Sadly this pregnancy has taken a backseat to everything else
going on in my life right now and I feel horrible for it. An avalanche of
family health problems and life in general has resulted in me taking on extra
responsibilities (and worry) and tasks that make this pregnancy seem like an
afterthought. Before I know it, this baby will be here and I will have had zero
excitement and anticipation leading up to its birth. One day, life – next day,
new baby. “Oh, hello, where’d you come from? I’ve been carrying you around for
9 months? Hm, had no idea.” I hate it. I want to be excited. I want to plan for
its arrival and dream about what s/he will look like, but I can’t. As soon as I
try to more pressing matters appear and baby thoughts are lost amongst the other
things I used to like to think about but no longer do, like imaginary vacations
and how to decorate for fall this year. If I could make everything else go away
I would just so this baby could feel special instead of like a minor detail.
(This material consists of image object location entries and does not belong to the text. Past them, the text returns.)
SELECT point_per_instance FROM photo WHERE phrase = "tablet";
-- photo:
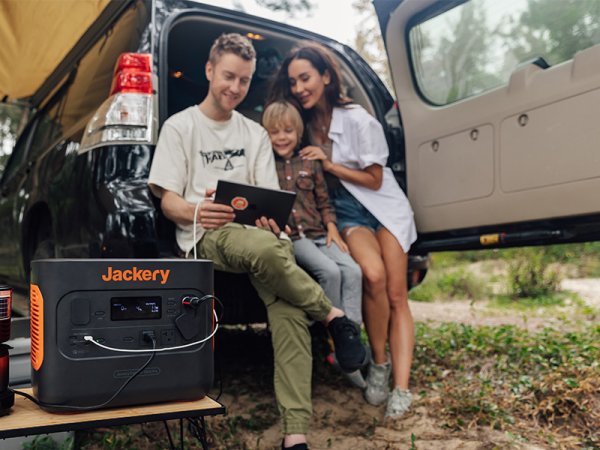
(251, 202)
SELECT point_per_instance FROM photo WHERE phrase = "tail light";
(126, 117)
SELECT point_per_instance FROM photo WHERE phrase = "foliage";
(555, 29)
(530, 274)
(456, 284)
(586, 256)
(369, 43)
(47, 443)
(11, 124)
(508, 378)
(289, 6)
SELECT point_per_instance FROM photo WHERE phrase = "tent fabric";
(35, 35)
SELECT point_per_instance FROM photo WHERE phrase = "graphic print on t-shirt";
(224, 159)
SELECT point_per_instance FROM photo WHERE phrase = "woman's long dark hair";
(323, 61)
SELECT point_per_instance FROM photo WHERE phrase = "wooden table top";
(27, 418)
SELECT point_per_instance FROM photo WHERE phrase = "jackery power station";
(115, 332)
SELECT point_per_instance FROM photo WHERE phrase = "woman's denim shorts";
(350, 212)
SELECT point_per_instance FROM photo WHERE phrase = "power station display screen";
(135, 308)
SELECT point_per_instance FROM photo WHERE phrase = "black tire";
(44, 250)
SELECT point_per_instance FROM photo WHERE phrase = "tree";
(555, 29)
(290, 7)
(369, 43)
(11, 124)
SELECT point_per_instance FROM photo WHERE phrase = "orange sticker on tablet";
(239, 203)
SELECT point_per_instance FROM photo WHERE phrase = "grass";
(585, 255)
(458, 284)
(542, 385)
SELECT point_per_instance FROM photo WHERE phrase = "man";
(212, 141)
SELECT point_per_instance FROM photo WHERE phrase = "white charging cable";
(195, 215)
(156, 350)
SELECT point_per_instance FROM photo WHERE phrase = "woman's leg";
(366, 251)
(401, 326)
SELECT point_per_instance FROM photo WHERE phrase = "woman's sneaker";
(378, 388)
(398, 403)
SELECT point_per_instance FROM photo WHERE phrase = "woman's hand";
(313, 152)
(333, 235)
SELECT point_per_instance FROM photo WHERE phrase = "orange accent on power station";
(37, 326)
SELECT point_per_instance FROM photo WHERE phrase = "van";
(493, 151)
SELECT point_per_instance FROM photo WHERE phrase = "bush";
(530, 275)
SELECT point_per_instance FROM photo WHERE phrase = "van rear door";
(500, 104)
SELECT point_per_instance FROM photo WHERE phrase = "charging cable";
(194, 231)
(156, 350)
(103, 404)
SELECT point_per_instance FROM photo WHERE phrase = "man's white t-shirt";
(194, 152)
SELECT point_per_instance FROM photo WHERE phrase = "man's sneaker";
(378, 385)
(355, 378)
(398, 403)
(350, 352)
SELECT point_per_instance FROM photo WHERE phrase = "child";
(318, 246)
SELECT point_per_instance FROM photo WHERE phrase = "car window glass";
(474, 47)
(12, 121)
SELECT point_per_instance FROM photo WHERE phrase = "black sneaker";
(350, 353)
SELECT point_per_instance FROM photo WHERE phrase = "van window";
(12, 121)
(474, 47)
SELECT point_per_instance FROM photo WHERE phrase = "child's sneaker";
(398, 403)
(350, 352)
(378, 388)
(355, 378)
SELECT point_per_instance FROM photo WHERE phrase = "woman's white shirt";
(358, 142)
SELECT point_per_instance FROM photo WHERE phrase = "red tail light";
(133, 74)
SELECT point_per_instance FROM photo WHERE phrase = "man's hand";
(213, 215)
(271, 225)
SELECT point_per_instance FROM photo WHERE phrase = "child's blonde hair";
(280, 113)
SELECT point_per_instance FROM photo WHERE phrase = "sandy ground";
(478, 312)
(343, 420)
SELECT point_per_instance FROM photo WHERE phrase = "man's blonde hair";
(282, 113)
(232, 43)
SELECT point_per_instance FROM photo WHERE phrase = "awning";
(35, 35)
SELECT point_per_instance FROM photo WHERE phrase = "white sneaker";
(378, 388)
(398, 403)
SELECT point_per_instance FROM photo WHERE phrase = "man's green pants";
(289, 294)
I knocked the picture of our first ultrasound over today and
couldn’t bother to pick it up until hours later. We usually have names and room
décor picked out by now but all the spare minutes used for that have been
swallowed up by stress and worry and phone calls to useless people.
My hope is that everything goes away so I can concentrate on
happier things but that is unlikely. Considering the circumstances, the bad
will probably be sticking around for a while. I pray for the day this pregnancy
takes a big, fat front row seat and baby says, “Hey, pay attention to me! I’m a
priority!” Then maybe everything else will pale in comparison and I won’t feel
obligated to worry about the rest of the world, as selfish as it seems.